The results were obtained by running the ./scripts/benchmarking/DGX2_inferbench_fp16.sh and ./scripts/benchmarking/DGX2_inferbench_fp32.sh scripts in the tensorflow-19.07-py3 Docker container on a single GPU of NVIDIA DGX-2 with 16 V100 32G GPUs.
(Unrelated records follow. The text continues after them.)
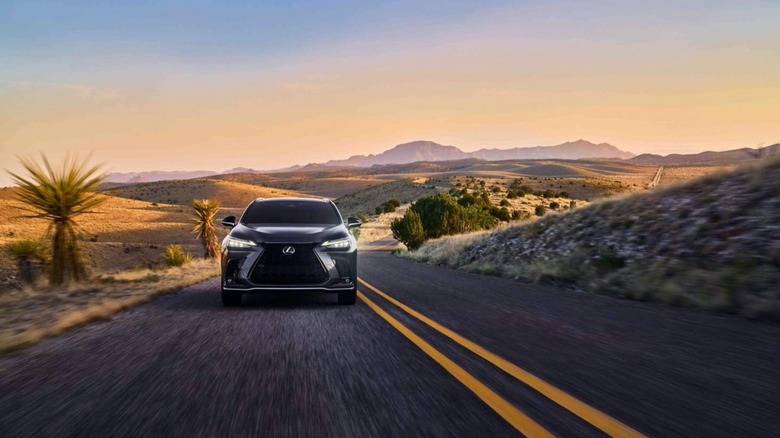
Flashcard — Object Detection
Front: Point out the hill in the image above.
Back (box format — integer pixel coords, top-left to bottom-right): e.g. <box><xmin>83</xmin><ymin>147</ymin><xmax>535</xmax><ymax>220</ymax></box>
<box><xmin>104</xmin><ymin>178</ymin><xmax>306</xmax><ymax>208</ymax></box>
<box><xmin>335</xmin><ymin>179</ymin><xmax>450</xmax><ymax>216</ymax></box>
<box><xmin>104</xmin><ymin>170</ymin><xmax>217</xmax><ymax>184</ymax></box>
<box><xmin>408</xmin><ymin>159</ymin><xmax>780</xmax><ymax>320</ymax></box>
<box><xmin>323</xmin><ymin>141</ymin><xmax>470</xmax><ymax>167</ymax></box>
<box><xmin>627</xmin><ymin>143</ymin><xmax>780</xmax><ymax>166</ymax></box>
<box><xmin>0</xmin><ymin>188</ymin><xmax>225</xmax><ymax>295</ymax></box>
<box><xmin>321</xmin><ymin>140</ymin><xmax>634</xmax><ymax>167</ymax></box>
<box><xmin>470</xmin><ymin>139</ymin><xmax>634</xmax><ymax>161</ymax></box>
<box><xmin>105</xmin><ymin>140</ymin><xmax>634</xmax><ymax>183</ymax></box>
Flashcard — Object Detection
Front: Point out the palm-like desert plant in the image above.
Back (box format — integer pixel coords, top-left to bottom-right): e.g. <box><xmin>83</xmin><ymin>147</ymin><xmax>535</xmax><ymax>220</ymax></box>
<box><xmin>7</xmin><ymin>240</ymin><xmax>48</xmax><ymax>284</ymax></box>
<box><xmin>8</xmin><ymin>155</ymin><xmax>105</xmax><ymax>285</ymax></box>
<box><xmin>192</xmin><ymin>199</ymin><xmax>219</xmax><ymax>258</ymax></box>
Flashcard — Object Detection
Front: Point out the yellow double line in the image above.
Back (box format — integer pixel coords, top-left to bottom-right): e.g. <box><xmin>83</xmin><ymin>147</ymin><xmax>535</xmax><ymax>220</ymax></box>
<box><xmin>358</xmin><ymin>278</ymin><xmax>644</xmax><ymax>437</ymax></box>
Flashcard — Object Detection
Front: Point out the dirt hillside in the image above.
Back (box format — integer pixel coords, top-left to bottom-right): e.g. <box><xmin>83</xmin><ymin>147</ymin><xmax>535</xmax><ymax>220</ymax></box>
<box><xmin>407</xmin><ymin>160</ymin><xmax>780</xmax><ymax>319</ymax></box>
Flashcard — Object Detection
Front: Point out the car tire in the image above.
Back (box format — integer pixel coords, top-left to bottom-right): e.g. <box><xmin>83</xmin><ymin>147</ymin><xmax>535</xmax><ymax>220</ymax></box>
<box><xmin>339</xmin><ymin>289</ymin><xmax>357</xmax><ymax>305</ymax></box>
<box><xmin>222</xmin><ymin>289</ymin><xmax>243</xmax><ymax>307</ymax></box>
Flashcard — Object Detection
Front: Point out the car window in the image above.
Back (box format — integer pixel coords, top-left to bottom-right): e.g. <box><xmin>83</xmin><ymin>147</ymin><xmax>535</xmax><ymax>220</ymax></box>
<box><xmin>241</xmin><ymin>200</ymin><xmax>341</xmax><ymax>225</ymax></box>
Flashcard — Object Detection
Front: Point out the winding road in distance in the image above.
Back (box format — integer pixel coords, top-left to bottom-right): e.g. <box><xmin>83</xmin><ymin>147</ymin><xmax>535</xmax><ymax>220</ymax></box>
<box><xmin>0</xmin><ymin>244</ymin><xmax>780</xmax><ymax>437</ymax></box>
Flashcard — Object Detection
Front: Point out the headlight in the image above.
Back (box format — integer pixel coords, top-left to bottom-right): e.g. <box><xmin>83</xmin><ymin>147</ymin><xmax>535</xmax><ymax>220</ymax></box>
<box><xmin>322</xmin><ymin>237</ymin><xmax>349</xmax><ymax>249</ymax></box>
<box><xmin>223</xmin><ymin>236</ymin><xmax>257</xmax><ymax>248</ymax></box>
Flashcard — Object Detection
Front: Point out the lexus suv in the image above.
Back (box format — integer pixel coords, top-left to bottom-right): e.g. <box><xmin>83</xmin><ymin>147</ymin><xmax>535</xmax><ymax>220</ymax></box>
<box><xmin>222</xmin><ymin>198</ymin><xmax>361</xmax><ymax>306</ymax></box>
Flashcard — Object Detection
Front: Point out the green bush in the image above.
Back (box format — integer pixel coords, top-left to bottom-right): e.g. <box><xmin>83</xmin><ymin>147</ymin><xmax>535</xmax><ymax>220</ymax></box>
<box><xmin>163</xmin><ymin>244</ymin><xmax>192</xmax><ymax>267</ymax></box>
<box><xmin>411</xmin><ymin>193</ymin><xmax>496</xmax><ymax>239</ymax></box>
<box><xmin>512</xmin><ymin>210</ymin><xmax>531</xmax><ymax>221</ymax></box>
<box><xmin>390</xmin><ymin>209</ymin><xmax>425</xmax><ymax>250</ymax></box>
<box><xmin>490</xmin><ymin>207</ymin><xmax>512</xmax><ymax>222</ymax></box>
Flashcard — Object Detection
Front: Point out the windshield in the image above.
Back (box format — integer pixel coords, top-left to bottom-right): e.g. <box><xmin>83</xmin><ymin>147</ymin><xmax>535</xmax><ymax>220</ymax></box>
<box><xmin>241</xmin><ymin>200</ymin><xmax>341</xmax><ymax>225</ymax></box>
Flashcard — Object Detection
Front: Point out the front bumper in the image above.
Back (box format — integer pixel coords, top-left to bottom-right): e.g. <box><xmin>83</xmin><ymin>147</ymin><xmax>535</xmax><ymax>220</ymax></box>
<box><xmin>222</xmin><ymin>243</ymin><xmax>357</xmax><ymax>292</ymax></box>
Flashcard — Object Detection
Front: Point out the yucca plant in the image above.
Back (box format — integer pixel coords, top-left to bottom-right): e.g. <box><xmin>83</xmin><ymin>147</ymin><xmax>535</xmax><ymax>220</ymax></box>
<box><xmin>8</xmin><ymin>155</ymin><xmax>105</xmax><ymax>285</ymax></box>
<box><xmin>163</xmin><ymin>244</ymin><xmax>192</xmax><ymax>267</ymax></box>
<box><xmin>192</xmin><ymin>199</ymin><xmax>219</xmax><ymax>259</ymax></box>
<box><xmin>7</xmin><ymin>240</ymin><xmax>48</xmax><ymax>284</ymax></box>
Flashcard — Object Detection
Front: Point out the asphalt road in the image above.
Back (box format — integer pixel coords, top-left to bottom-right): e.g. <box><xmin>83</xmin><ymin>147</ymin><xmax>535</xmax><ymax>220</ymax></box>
<box><xmin>0</xmin><ymin>251</ymin><xmax>780</xmax><ymax>437</ymax></box>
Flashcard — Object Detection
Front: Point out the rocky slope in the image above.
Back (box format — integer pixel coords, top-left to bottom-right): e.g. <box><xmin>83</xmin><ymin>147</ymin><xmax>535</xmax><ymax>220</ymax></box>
<box><xmin>408</xmin><ymin>159</ymin><xmax>780</xmax><ymax>320</ymax></box>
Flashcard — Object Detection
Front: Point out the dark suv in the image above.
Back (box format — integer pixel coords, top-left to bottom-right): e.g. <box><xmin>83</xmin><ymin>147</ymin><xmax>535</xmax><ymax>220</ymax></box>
<box><xmin>222</xmin><ymin>198</ymin><xmax>361</xmax><ymax>306</ymax></box>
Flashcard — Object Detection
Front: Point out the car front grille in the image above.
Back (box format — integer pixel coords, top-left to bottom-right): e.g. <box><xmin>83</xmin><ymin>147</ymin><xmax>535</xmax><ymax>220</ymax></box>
<box><xmin>250</xmin><ymin>243</ymin><xmax>328</xmax><ymax>285</ymax></box>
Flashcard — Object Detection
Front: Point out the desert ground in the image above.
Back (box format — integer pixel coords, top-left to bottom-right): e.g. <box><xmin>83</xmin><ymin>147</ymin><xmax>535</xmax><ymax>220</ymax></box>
<box><xmin>0</xmin><ymin>160</ymin><xmax>727</xmax><ymax>289</ymax></box>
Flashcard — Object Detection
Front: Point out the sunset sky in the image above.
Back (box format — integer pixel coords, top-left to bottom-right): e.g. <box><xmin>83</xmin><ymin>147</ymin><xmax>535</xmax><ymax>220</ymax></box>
<box><xmin>0</xmin><ymin>0</ymin><xmax>780</xmax><ymax>185</ymax></box>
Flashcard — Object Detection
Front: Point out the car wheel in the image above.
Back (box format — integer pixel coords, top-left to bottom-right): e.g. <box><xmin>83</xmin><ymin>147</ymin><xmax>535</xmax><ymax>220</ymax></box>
<box><xmin>339</xmin><ymin>289</ymin><xmax>357</xmax><ymax>304</ymax></box>
<box><xmin>222</xmin><ymin>289</ymin><xmax>243</xmax><ymax>307</ymax></box>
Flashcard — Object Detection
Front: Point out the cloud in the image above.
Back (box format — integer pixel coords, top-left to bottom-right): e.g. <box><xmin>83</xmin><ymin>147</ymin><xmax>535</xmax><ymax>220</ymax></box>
<box><xmin>12</xmin><ymin>81</ymin><xmax>124</xmax><ymax>102</ymax></box>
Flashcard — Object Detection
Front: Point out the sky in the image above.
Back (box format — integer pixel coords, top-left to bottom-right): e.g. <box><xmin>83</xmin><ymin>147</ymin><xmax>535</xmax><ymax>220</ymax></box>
<box><xmin>0</xmin><ymin>0</ymin><xmax>780</xmax><ymax>185</ymax></box>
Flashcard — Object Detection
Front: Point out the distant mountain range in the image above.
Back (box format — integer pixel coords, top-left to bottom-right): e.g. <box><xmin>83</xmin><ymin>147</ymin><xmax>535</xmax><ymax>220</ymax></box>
<box><xmin>106</xmin><ymin>140</ymin><xmax>780</xmax><ymax>184</ymax></box>
<box><xmin>627</xmin><ymin>143</ymin><xmax>780</xmax><ymax>166</ymax></box>
<box><xmin>105</xmin><ymin>170</ymin><xmax>218</xmax><ymax>184</ymax></box>
<box><xmin>322</xmin><ymin>140</ymin><xmax>634</xmax><ymax>167</ymax></box>
<box><xmin>106</xmin><ymin>140</ymin><xmax>634</xmax><ymax>184</ymax></box>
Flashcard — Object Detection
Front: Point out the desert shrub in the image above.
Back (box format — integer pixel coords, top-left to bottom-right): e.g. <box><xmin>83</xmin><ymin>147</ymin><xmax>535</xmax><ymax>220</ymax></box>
<box><xmin>349</xmin><ymin>227</ymin><xmax>360</xmax><ymax>240</ymax></box>
<box><xmin>7</xmin><ymin>240</ymin><xmax>48</xmax><ymax>284</ymax></box>
<box><xmin>9</xmin><ymin>156</ymin><xmax>105</xmax><ymax>284</ymax></box>
<box><xmin>411</xmin><ymin>193</ymin><xmax>496</xmax><ymax>239</ymax></box>
<box><xmin>490</xmin><ymin>207</ymin><xmax>512</xmax><ymax>222</ymax></box>
<box><xmin>163</xmin><ymin>244</ymin><xmax>192</xmax><ymax>267</ymax></box>
<box><xmin>512</xmin><ymin>210</ymin><xmax>531</xmax><ymax>220</ymax></box>
<box><xmin>390</xmin><ymin>209</ymin><xmax>425</xmax><ymax>250</ymax></box>
<box><xmin>192</xmin><ymin>199</ymin><xmax>219</xmax><ymax>258</ymax></box>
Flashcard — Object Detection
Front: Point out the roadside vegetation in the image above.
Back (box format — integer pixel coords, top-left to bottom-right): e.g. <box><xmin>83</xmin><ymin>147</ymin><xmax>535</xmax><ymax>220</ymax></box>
<box><xmin>0</xmin><ymin>156</ymin><xmax>219</xmax><ymax>353</ymax></box>
<box><xmin>404</xmin><ymin>160</ymin><xmax>780</xmax><ymax>320</ymax></box>
<box><xmin>9</xmin><ymin>156</ymin><xmax>105</xmax><ymax>285</ymax></box>
<box><xmin>192</xmin><ymin>199</ymin><xmax>219</xmax><ymax>259</ymax></box>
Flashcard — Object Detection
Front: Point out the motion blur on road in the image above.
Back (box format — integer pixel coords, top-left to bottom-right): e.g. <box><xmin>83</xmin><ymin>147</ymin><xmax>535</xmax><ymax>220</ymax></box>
<box><xmin>0</xmin><ymin>248</ymin><xmax>780</xmax><ymax>437</ymax></box>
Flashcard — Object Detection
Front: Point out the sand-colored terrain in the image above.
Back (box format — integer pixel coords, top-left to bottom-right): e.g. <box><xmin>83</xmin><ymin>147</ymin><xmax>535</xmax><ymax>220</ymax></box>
<box><xmin>105</xmin><ymin>178</ymin><xmax>308</xmax><ymax>208</ymax></box>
batch size mixed precision img/s FP32 img/s mixed precision + XLA img/s
1 199.7 201.6 220.2
2 388.9 334.1 406.6
4 684.3 534.4 783.4
8 1095.9 739.8 1391.7
16 1484.1 906.5 1851.6
32 1789.9 1020.4 2746.5
64 2005.7 1111.9 3253.8
128 2126.5 1168.8 3469.6
256 2203.6 N/A 3713.2
NVIDIA T4 (1x T4 16G)

The results were obtained by running the ./scripts/benchmarking/T4_inferbench_fp16.sh and ./scripts/benchmarking/T4_inferbench_fp32.sh scripts in the tensorflow-19.07-py3 Docker container on a single T4 GPU.

batch size mixed precision img/s FP32 img/s mixed precision + XLA img/s
1 173.2 138.7 204.2
2 302.1 207.6 359.8
4 450.3 267.4 660.0
8 558.7 305.9 924.7

Release notes

Changelog

  1. March 1, 2019
  • Initial release
  1. May 15, 2019
  • Added DALI support
  • Added scripts for DGX-2
  • Added benchmark results for DGX-2 and XLA-enabled DGX-1 and DGX-2.
  1. July 15, 2019
  • Added Cosine learning rate schedule
  1. August 15, 2019
  • Added mixup regularization
  • Added T4 benchmarks
  • Improved inference capabilities
  • Added SavedModel export

Known issues

There are no known issues with this model.